Saraid shook her head. “No, I’m not, I …” She glanced at me and then back to her sister guard. There was something close to pain on her face.

“Go, Saraid,” I said. “Go if being near Aisling makes you this uncomfortable.”

“It’s okay,” Galen said, his face sober, worried even. “Merry is in good hands.” He hugged me closer to him, and I wrapped my arms around the slim smoothness of his waist.

“I just don’t want you to think I hold my personal safety above that of the princess. I would lay down my life for her.”

“I believe that, Saraid,” Galen said. “We both do, but this is not life and death.”

“You’re dismissed, Saraid, Dogmaela; now go with my blessing,” I said.

“And mine, if it matters,” Galen said.

“It matters,” Dogmaela said, smiling, a little sadly.

She and Saraid exchanged another glance; then they bowed, arms crossing their chests so their hands rested over their hearts, turned, and left.

“Why do they do that, touching their hearts, do you know?” I asked.

“It was Cel’s idea, to show that he owned not just their bodies but their hearts.”

I looked up at him and must have looked as horrified as I felt.

He hugged me tight against the front of his body, and I pressed my cheek against the warmth of his chest and wrapped my arms tight around his waist, holding on.

“I’m so glad you killed Cel,” Galen whispered against my hair.

“So am I,” I said, breathing in the scent of his skin and the slight dew of sweat, but it wasn’t a masculine smell, it was almost like sweet cut grass.

“Now if you could just kill a few more of your relatives, we could live in peace.”

“The queen is behaving herself,” I said.

“All right, just one of your relatives then,” he said.

I drew back enough to look up into his face. “Since when did you get so bloodthirsty?”

He smiled, but his green eyes were empty of it. “When he hurt you, and then when he tried to sue for visitation rights with our babies. He needs to be dead.”

I hugged him as tight as I could, gazing up at him, studying his face. I didn’t know why, but I was suddenly frightened for him. “Promise me you won’t do anything foolish, Galen.”

“I’m your bodyguard; it’s my job to keep you safe. I’m the father of your children, and a husband in all but name; that gives me all the right I need to do anything to protect or avenge you, my Merry.”

“If the king tries to kidnap me again, then do whatever you can, or want, but just promise me you won’t go off and try to beard the tyrant in his lair, so to speak?”

He kissed me, and I kissed him back, but I studied his face as he drew back from it. “Galen, promise me.”

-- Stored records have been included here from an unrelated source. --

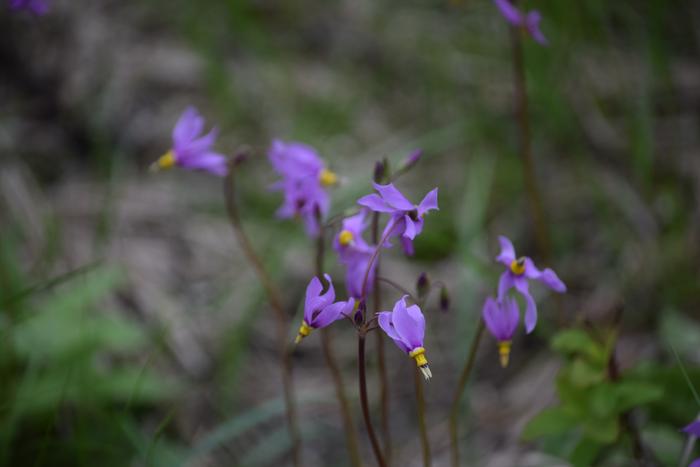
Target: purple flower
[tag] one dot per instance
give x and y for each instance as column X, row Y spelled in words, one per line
column 304, row 182
column 38, row 7
column 319, row 310
column 406, row 327
column 355, row 254
column 529, row 21
column 190, row 149
column 519, row 271
column 406, row 218
column 501, row 318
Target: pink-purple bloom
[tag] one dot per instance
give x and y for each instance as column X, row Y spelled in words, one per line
column 355, row 254
column 191, row 149
column 406, row 327
column 320, row 310
column 501, row 319
column 406, row 218
column 38, row 7
column 304, row 182
column 529, row 21
column 518, row 273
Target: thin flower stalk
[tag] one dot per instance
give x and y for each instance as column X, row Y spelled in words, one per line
column 381, row 359
column 461, row 384
column 274, row 297
column 525, row 144
column 329, row 357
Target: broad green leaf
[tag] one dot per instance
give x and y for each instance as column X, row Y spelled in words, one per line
column 550, row 421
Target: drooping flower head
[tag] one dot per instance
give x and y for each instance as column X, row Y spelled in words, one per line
column 355, row 254
column 38, row 7
column 406, row 218
column 304, row 182
column 406, row 327
column 191, row 150
column 529, row 21
column 319, row 309
column 501, row 319
column 518, row 273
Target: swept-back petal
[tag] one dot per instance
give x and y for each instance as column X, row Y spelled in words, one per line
column 507, row 254
column 429, row 203
column 409, row 323
column 393, row 197
column 375, row 203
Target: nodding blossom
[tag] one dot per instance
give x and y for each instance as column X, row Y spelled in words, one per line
column 406, row 218
column 518, row 273
column 38, row 7
column 355, row 254
column 529, row 21
column 501, row 319
column 406, row 327
column 694, row 430
column 304, row 182
column 191, row 150
column 319, row 310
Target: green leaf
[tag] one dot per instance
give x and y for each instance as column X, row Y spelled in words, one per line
column 550, row 421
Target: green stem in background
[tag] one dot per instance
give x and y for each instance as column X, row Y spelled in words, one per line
column 464, row 377
column 381, row 359
column 327, row 348
column 420, row 405
column 363, row 400
column 524, row 138
column 274, row 297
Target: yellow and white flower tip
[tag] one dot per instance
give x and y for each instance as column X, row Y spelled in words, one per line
column 328, row 177
column 345, row 238
column 304, row 330
column 164, row 162
column 418, row 354
column 517, row 266
column 504, row 352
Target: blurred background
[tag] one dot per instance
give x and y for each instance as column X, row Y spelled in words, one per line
column 133, row 332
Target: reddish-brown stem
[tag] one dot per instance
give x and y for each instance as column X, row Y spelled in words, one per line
column 274, row 297
column 332, row 364
column 461, row 384
column 381, row 359
column 525, row 143
column 420, row 407
column 363, row 400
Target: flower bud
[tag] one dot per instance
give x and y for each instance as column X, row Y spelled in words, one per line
column 444, row 299
column 423, row 285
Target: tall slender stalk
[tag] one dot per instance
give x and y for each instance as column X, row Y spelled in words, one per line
column 381, row 359
column 363, row 400
column 282, row 324
column 464, row 377
column 524, row 138
column 329, row 356
column 420, row 406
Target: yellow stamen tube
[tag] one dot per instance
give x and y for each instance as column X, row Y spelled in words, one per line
column 327, row 177
column 345, row 238
column 418, row 354
column 166, row 161
column 504, row 352
column 304, row 330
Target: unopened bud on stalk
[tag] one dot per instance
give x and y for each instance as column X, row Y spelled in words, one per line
column 423, row 285
column 444, row 299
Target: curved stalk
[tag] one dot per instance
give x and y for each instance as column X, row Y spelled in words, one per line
column 363, row 400
column 464, row 377
column 274, row 297
column 332, row 364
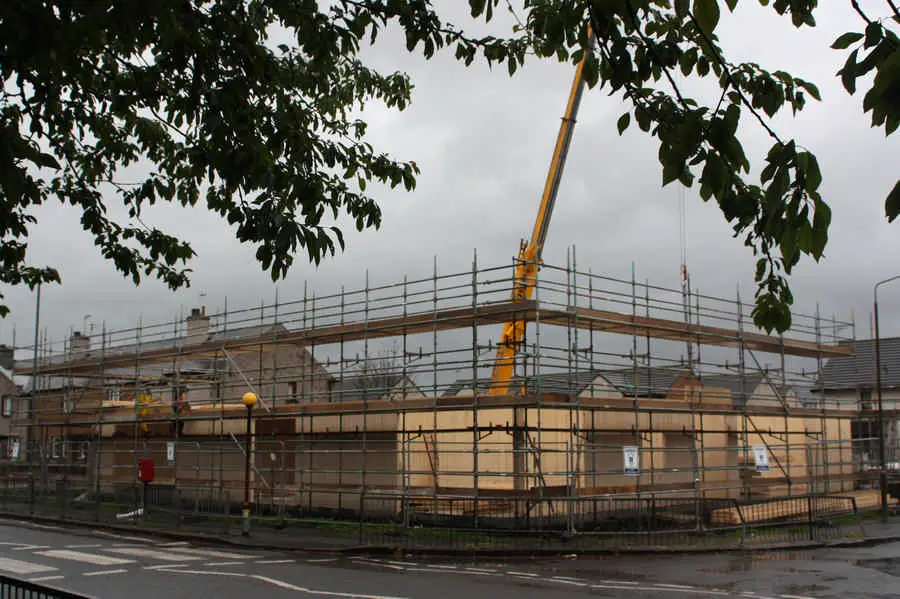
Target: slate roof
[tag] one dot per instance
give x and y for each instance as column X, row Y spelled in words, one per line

He smiled at me, fingers tracing the edge of my cheek. “I can’t.”

“Don’t get hurt, or worse, please, Galen. I’ve lost enough people in my life, all right?”

He hugged me tight again, and gave me a little shake. “I love you, Merry, and I love our children. I want to be here for you and them.”

“Then don’t do anything stupid, okay?”

“Me, stupid?” He gave me that look that was charming and self-deprecating, and in that moment I didn’t trust it at all. I was suddenly so afraid for him that my chest was tight with it, as if I couldn’t breathe past it.

“Remember, I don’t want you to die for me, Galen; I want you to live for me.”

He grinned. “I already live for you.”

I would have pushed it, but Doyle yelled a warning, and Galen took me to the ground with him on top of me. I got a glimpse as I was falling backward of one of the Red Caps flying over us, tumbling through the air, before Galen’s chest blocked my view of everything.